0,9 per cento proprio no. Più probabilmente 0,8 per cento. Anzi, a parità di giorni lavorativi, 0,7 per cento. Difficile che la cosa faccia una straordinaria differenza. Certo, in questo caso, sarebbe stato meglio un decimo di punto in più che non in meno. Ma, francamente, non parliamo di un evento che giustifichi i titoli di prima pagina, le dichiarazioni di volta in volta imbarazzate o perentorie, le maratone televisive.

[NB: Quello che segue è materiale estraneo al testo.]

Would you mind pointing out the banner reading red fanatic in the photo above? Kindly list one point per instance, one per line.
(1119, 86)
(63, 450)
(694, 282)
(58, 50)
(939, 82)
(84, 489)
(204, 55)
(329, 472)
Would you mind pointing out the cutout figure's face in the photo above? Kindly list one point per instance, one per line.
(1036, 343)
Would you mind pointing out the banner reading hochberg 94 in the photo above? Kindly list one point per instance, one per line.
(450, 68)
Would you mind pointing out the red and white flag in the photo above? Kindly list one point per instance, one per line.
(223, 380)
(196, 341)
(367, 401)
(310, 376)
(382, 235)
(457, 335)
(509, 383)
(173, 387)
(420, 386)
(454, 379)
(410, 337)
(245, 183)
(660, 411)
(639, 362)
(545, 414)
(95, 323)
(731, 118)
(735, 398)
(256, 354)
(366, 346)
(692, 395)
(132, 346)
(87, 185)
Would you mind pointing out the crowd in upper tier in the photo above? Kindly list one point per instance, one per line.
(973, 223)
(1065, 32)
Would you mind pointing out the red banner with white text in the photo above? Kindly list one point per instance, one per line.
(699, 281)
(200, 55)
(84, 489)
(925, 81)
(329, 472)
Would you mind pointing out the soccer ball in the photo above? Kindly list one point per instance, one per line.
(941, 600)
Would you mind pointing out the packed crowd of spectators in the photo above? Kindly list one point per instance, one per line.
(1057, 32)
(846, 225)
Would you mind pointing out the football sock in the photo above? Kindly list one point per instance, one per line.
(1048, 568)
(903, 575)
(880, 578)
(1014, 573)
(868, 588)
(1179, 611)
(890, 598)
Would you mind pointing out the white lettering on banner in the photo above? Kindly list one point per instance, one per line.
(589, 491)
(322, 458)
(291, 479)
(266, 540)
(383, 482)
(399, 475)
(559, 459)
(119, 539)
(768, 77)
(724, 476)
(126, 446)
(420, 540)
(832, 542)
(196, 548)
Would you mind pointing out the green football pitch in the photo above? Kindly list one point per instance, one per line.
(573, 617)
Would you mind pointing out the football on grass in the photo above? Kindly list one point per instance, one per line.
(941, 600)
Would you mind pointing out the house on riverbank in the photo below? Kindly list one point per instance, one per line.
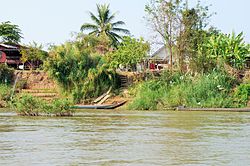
(160, 59)
(10, 54)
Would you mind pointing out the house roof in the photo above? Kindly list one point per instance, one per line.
(157, 52)
(8, 46)
(160, 54)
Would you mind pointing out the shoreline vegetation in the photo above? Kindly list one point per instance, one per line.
(206, 67)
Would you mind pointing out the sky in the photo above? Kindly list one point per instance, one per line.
(53, 21)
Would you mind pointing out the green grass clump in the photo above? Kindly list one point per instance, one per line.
(210, 90)
(27, 105)
(148, 96)
(242, 94)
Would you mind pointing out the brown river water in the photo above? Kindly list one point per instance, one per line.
(126, 138)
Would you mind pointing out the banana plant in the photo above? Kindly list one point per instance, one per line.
(231, 48)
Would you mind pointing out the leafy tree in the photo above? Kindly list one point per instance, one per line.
(130, 52)
(104, 25)
(181, 28)
(10, 33)
(163, 15)
(229, 47)
(93, 44)
(81, 75)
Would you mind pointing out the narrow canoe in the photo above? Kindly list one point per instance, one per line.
(214, 109)
(103, 106)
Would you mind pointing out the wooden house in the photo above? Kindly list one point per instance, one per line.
(10, 54)
(159, 59)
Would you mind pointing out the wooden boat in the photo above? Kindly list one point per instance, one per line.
(103, 106)
(214, 109)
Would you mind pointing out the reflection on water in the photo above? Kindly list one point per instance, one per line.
(126, 138)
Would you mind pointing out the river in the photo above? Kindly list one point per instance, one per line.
(126, 138)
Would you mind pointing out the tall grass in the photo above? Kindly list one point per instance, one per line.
(171, 90)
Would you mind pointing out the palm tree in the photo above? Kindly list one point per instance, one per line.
(104, 25)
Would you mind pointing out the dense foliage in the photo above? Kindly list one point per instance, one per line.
(129, 53)
(104, 25)
(28, 105)
(204, 90)
(6, 74)
(231, 48)
(79, 73)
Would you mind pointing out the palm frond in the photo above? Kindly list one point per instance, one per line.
(121, 30)
(115, 24)
(94, 18)
(111, 18)
(88, 26)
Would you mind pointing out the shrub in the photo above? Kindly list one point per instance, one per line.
(242, 94)
(175, 89)
(148, 96)
(5, 92)
(6, 74)
(28, 105)
(82, 75)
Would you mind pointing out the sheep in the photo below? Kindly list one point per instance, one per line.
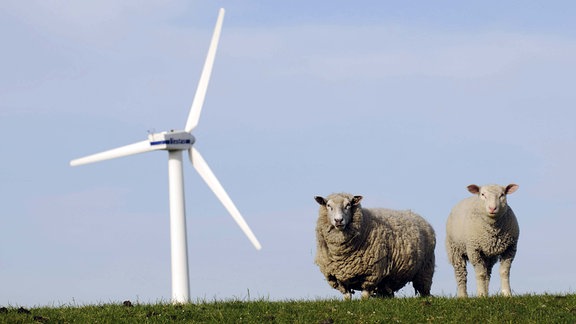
(482, 229)
(376, 251)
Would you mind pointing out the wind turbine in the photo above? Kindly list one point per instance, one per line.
(176, 141)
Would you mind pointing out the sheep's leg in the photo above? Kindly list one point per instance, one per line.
(366, 294)
(347, 296)
(423, 280)
(482, 276)
(461, 273)
(505, 264)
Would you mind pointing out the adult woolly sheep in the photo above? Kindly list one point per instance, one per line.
(376, 251)
(483, 229)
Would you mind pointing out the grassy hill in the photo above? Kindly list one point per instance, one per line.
(518, 309)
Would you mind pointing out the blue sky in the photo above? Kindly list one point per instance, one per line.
(403, 103)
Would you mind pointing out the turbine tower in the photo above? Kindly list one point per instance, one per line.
(175, 142)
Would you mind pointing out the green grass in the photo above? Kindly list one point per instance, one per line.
(518, 309)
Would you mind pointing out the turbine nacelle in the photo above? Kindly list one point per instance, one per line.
(171, 141)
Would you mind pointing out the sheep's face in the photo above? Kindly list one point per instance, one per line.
(339, 209)
(493, 197)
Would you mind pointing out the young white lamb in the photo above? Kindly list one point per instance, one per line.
(376, 251)
(483, 229)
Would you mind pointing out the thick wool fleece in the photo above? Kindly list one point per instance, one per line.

Anche perché, in questo caso, la politica ha fatto tutto da sola. E sì, perché il rischio che il 2015 fosse un anno con il freno tirato era noto da mesi e per la verità era molto più che un rischio. E invece no, fra #lavoltabuona, #mettiamocelatutta, #italiariparte, #passodopopasso, #ilcoraggiodi, #eppursimuove, #andarelontano, #avantitutta, #orgoglioitalia, #italiacolsegnopiù, #italiacoraggio, la politica italiana ha passato gli ultimi mesi a convincere stessa (e solo se stessa) via Twitter che le cose stessero diversamente da come stavano. E così, mese dopo mese lo 0,7 è virtualmente diventato lo 0,8, lo 0,8 è diventato – sempre sulla carta – lo 0,9 e, perché no, anche l’1,0 per cento. E se, a febbraio, l’obbiettivo era quello di “riprendere” la Germania, a ottobre l’Italia era già destinata a sostituirla diventando la locomotiva d’Europa, prima di scoppiare, in dicembre, come la rana di Esopo. Come se la politica economica avesse scoperto la pietra filosofale e con essa la possibilità di conseguire qualunque obbiettivo limitandosi a dar fiato alla bocca (pardon, all’Iphone).

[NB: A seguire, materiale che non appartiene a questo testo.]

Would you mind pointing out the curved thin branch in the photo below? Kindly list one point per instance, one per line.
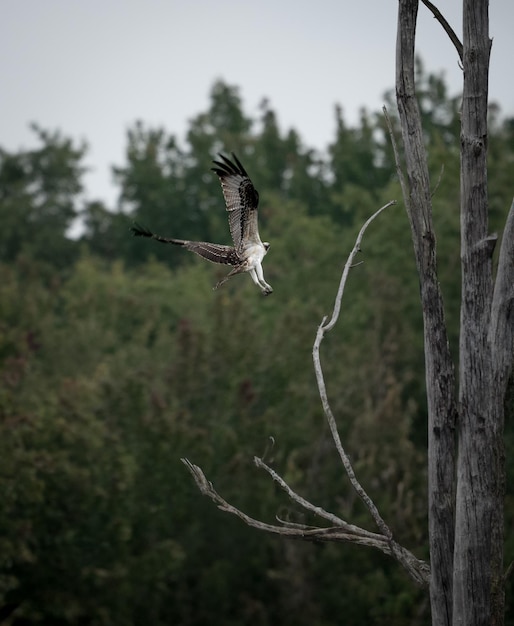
(448, 29)
(418, 570)
(337, 521)
(322, 329)
(349, 264)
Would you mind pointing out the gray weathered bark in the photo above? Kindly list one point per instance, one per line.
(440, 378)
(470, 588)
(478, 597)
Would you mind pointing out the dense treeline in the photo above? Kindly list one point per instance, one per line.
(117, 358)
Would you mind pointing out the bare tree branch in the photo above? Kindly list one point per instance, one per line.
(449, 30)
(341, 530)
(337, 521)
(322, 329)
(417, 569)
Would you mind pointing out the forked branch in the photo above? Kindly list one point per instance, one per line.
(339, 529)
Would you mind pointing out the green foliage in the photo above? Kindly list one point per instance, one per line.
(117, 358)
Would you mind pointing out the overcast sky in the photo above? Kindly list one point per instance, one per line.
(90, 68)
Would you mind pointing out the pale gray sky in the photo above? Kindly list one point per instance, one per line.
(92, 67)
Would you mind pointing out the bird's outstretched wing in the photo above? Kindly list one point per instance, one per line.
(241, 199)
(211, 251)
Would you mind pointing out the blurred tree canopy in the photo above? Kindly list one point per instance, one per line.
(117, 358)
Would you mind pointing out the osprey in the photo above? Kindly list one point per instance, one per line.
(248, 251)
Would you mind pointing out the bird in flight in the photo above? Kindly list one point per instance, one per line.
(248, 251)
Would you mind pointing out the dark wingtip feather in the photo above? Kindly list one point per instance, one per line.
(226, 166)
(140, 231)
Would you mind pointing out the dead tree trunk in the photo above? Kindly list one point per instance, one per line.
(479, 504)
(440, 378)
(468, 588)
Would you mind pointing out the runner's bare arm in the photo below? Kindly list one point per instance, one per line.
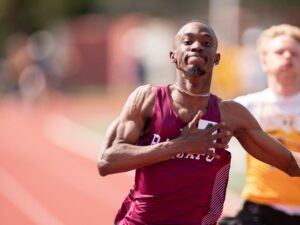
(120, 153)
(258, 143)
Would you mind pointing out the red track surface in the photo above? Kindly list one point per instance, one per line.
(44, 183)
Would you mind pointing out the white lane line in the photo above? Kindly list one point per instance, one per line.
(11, 189)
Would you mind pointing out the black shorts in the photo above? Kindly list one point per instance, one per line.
(257, 214)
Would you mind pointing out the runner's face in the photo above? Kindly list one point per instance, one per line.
(195, 49)
(282, 59)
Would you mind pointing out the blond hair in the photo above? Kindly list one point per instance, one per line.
(275, 31)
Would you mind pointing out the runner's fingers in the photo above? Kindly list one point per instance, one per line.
(195, 120)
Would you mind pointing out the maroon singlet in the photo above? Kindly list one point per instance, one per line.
(187, 189)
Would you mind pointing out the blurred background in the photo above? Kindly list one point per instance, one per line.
(66, 68)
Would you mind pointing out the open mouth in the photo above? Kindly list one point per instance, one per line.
(195, 59)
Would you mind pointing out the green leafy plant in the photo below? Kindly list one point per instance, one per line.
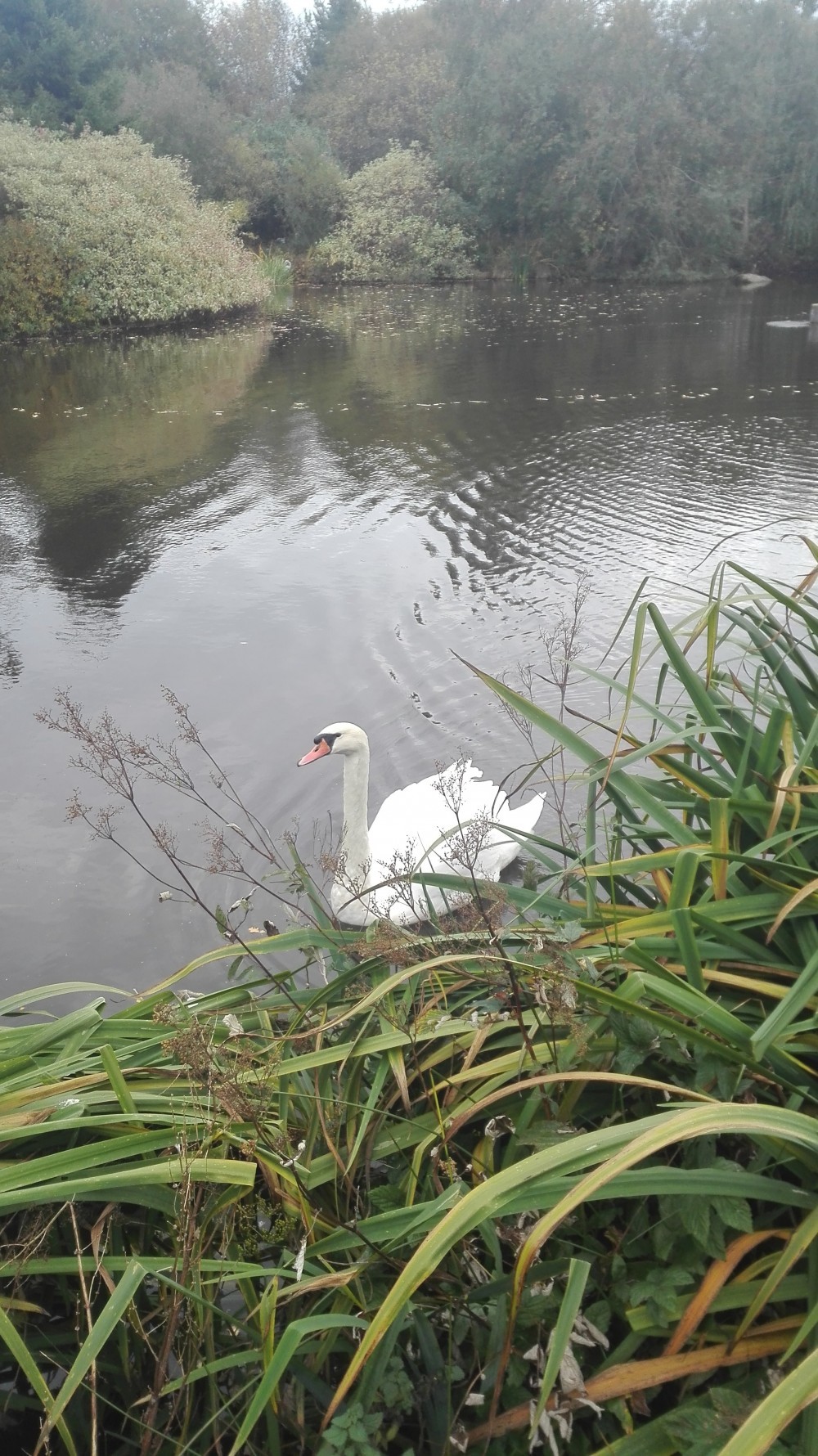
(425, 1204)
(401, 225)
(128, 239)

La realtà era ed è, invece, assai più prosaica. Ed è quella descritta – con una puntualità che va oltre le nostre aspettative – dal nostro Superindice, di cui l’Istituto Bruno Leoni sta per pubblicare un nuovo aggiornamento: la distanza “macroeconomica” rispetto alla media degli altri paesi membri dell’Eurozona permane ed in prospettiva – guardando cioè al biennio 2016-2017 – tende ad allargarsi. Meno di quanto non avvenisse fino a qualche mese fa (grazie, probabilmente, alla riforma del mercato del lavoro) ma pur sempre tanto da indicare nella Francia e nell’Italia i due principali potenziali problemi dell’Eurozona. Pensare che il problema possa essere superato, come leggiamo, nel momento in cui si scongelasse “l’immenso moloch del risparmio privato” non fa altro che segnalare la distanza fra una politica priva di senso della realtà ed i cittadini che i conti con la realtà li fanno tutti i giorni: fino a tutto il 2013 (e molto probabilmente fino a tutto il 2014) la ricchezza netta per famiglia (espressa a prezzi costanti) era pari a quella osservata alla fine degli anni novanta e di un buon 10% inferiore al picco del 2006. Non ci vuole un dottorato in economia per capire che prima di scongelarsi, “l’immenso moloch del risparmio privato” doveva e, nelle condizioni date, dovrà essere anche più che ricostituito. E quando ciò accadrà, la differenza strutturale fra il nostro e gli altrui tassi di crescita – che per la politica dovrebbe essere l’unico oggetto di attenzione – non sarà stata intaccata di un solo decimo di punto percentuale.
“Crescita in linea con le aspettative” ha dichiarato ieri un autorevole esponente del Governo. E, che ci crediate o no, non è scoppiata a ridere.